Post Christian Jewish Testimony
One Hebrew poet of the second century, Philo, without giving the text any Messianic interpretation, rendered the verse in the feminine, i.e. Eve shall crush the serpent (after converting, I suppose). He pointed out that the poetic structure of Hebrew parallelisms demanded a feminine in the second couplet to match the first. This allows for ‘A is to B’ of the first verse to remain ‘A is to B’ in the second. Her “heel” — in Philo’s interpretation — would be a repentant Eve, and her “seed,” a repentant mankind, her children. That was Philo. Before him, Flavius Josephus, the renowned Jewish historian, who was contemporary with Christ, quoted the verse with the feminine pronoun in both couplets. So did Moses Maimonides in the 12th century. Since the Hebrew of the Old Testament was written only with consonants and the vowels were known through hearing the oral recitation by tradition, tradition would have to supply what vowel sounds applied, which would determine the gender of nouns and perhaps, too, (just speculation as I have no knowledge of ancient Hebrew grammar) the grammatical function of the written word. Another thing about ancient Hebrew was that it has no capital letters (the original Vulgate was also written without capital Latin letters, except for the Holy Names, with no punctuation), so even knowing when to begin and end a sentence depended on oral tradition. This is all very interesting for Catholics to know, even as an apologetical argument, in refuting the Protestant position of sola scriptura (scripture alone).

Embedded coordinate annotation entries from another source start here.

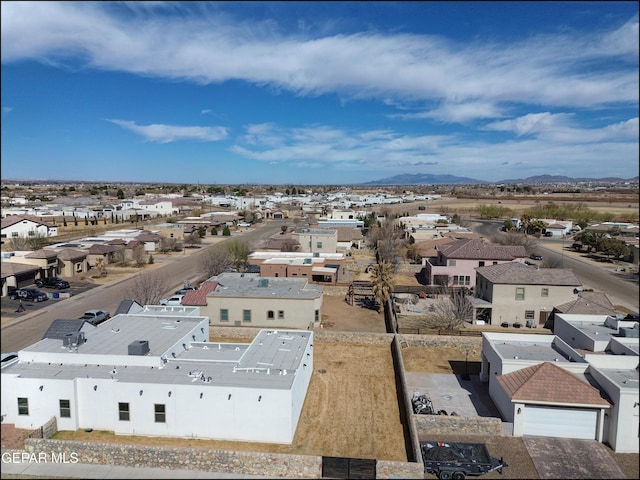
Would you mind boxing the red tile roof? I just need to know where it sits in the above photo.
[496,362,611,407]
[182,280,220,307]
[438,238,527,260]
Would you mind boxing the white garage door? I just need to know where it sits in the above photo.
[523,405,598,440]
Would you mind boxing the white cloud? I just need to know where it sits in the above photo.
[107,119,228,143]
[1,2,639,116]
[230,120,638,180]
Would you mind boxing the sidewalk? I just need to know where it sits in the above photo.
[2,455,270,479]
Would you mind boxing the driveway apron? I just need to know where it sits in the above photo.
[523,436,625,479]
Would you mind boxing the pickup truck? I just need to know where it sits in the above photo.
[9,288,49,303]
[36,277,69,290]
[420,441,508,480]
[80,309,111,325]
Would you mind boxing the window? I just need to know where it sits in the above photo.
[18,397,29,415]
[118,402,129,422]
[60,400,71,418]
[153,403,167,423]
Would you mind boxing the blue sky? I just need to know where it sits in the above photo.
[1,1,639,185]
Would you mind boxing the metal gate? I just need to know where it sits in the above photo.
[322,457,376,480]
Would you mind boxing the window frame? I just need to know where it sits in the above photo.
[58,398,71,418]
[118,402,131,422]
[153,403,167,423]
[18,397,29,416]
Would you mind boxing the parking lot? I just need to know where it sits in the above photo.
[1,280,98,324]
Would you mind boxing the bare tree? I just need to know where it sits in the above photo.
[7,230,49,250]
[429,289,473,330]
[227,240,249,270]
[160,235,181,252]
[202,245,233,278]
[132,245,147,267]
[368,220,405,266]
[371,261,394,313]
[130,271,167,305]
[491,231,538,253]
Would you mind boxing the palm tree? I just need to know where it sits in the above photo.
[371,260,394,313]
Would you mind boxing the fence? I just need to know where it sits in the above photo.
[398,327,482,337]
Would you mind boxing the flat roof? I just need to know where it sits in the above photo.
[207,273,323,299]
[597,368,640,392]
[482,332,588,363]
[23,313,208,356]
[2,326,313,389]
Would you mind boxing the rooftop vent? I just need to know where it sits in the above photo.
[62,332,85,347]
[129,340,149,355]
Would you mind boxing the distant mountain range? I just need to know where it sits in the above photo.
[362,173,638,185]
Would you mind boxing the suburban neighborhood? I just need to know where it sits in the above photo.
[2,182,639,478]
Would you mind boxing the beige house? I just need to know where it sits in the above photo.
[291,228,338,253]
[182,273,323,330]
[471,262,582,327]
[57,248,89,277]
[247,251,350,285]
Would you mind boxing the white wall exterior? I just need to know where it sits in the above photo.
[1,312,313,444]
[200,295,322,330]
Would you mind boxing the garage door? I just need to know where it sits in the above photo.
[523,405,598,440]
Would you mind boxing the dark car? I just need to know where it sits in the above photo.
[36,277,70,290]
[9,288,49,302]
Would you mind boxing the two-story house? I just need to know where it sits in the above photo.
[422,238,527,288]
[471,262,582,327]
[291,228,338,253]
[188,273,323,330]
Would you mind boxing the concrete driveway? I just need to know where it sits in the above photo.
[405,372,500,417]
[523,436,625,479]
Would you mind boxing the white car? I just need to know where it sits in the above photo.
[160,294,184,307]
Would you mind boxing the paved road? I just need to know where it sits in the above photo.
[1,221,286,352]
[472,221,640,312]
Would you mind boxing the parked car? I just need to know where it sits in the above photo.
[160,294,184,307]
[0,352,18,368]
[36,277,70,290]
[9,288,49,302]
[80,309,111,325]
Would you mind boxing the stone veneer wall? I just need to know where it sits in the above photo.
[25,438,424,478]
[25,438,322,478]
[398,335,502,439]
[411,414,502,440]
[20,327,501,478]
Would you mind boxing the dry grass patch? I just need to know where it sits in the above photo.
[54,341,407,462]
[402,340,482,375]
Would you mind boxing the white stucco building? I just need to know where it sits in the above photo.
[2,306,313,444]
[480,314,640,453]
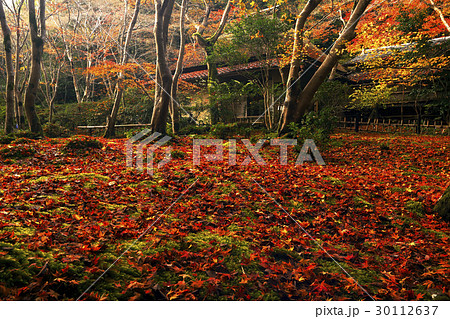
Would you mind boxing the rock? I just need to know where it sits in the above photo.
[433,187,450,222]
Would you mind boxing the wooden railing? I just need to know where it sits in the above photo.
[77,124,150,135]
[338,118,450,135]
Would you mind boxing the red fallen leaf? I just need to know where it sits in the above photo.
[191,280,205,289]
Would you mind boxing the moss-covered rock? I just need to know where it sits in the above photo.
[433,187,450,222]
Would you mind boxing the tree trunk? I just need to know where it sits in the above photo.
[430,0,450,32]
[104,0,141,138]
[283,0,322,128]
[170,0,189,134]
[25,0,45,134]
[150,0,175,134]
[193,0,231,91]
[0,1,14,134]
[14,0,28,129]
[279,0,371,133]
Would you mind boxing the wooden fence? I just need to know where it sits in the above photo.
[338,118,450,135]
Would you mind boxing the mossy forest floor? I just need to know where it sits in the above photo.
[0,133,450,300]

To conclude. In the protoevangelium, the Greek Septuagint has autos as the subject for the second couplet, autos is the masculine nominative pronoun “he.” Jerome knew that, but he still rendered the subject feminine by using ipsa in his Latin translation of the Genesis text, basing that choice on the older Latin texts in circulation in the West, or, quite possibly, on what the rabbis of the fourth century told him were the correct vowels belonging to the Hebrew pronoun in question. All this proves that we ought to accept the Church’s pronouncement on the Vulgate given at Trent, which, although not de fide (for the canon of inspired books, it is, but not for the Vulgate translation) it still gave the Vulgate its highest non ex-cathedra seal of authority, declaring it “the Church’s only authentic Bible.” (The edition authorized by Pope Clement VIII was issued in 1592.) So, too, should faithful Catholics reverence the great work of the Douay scholars who, intending to produce as literal as possible an English translation of the Clementine Vulgate, render the controversial pronoun in the second couplet of our verse, “she shall crush thy head, and thou shalt lie in wait for her heel.”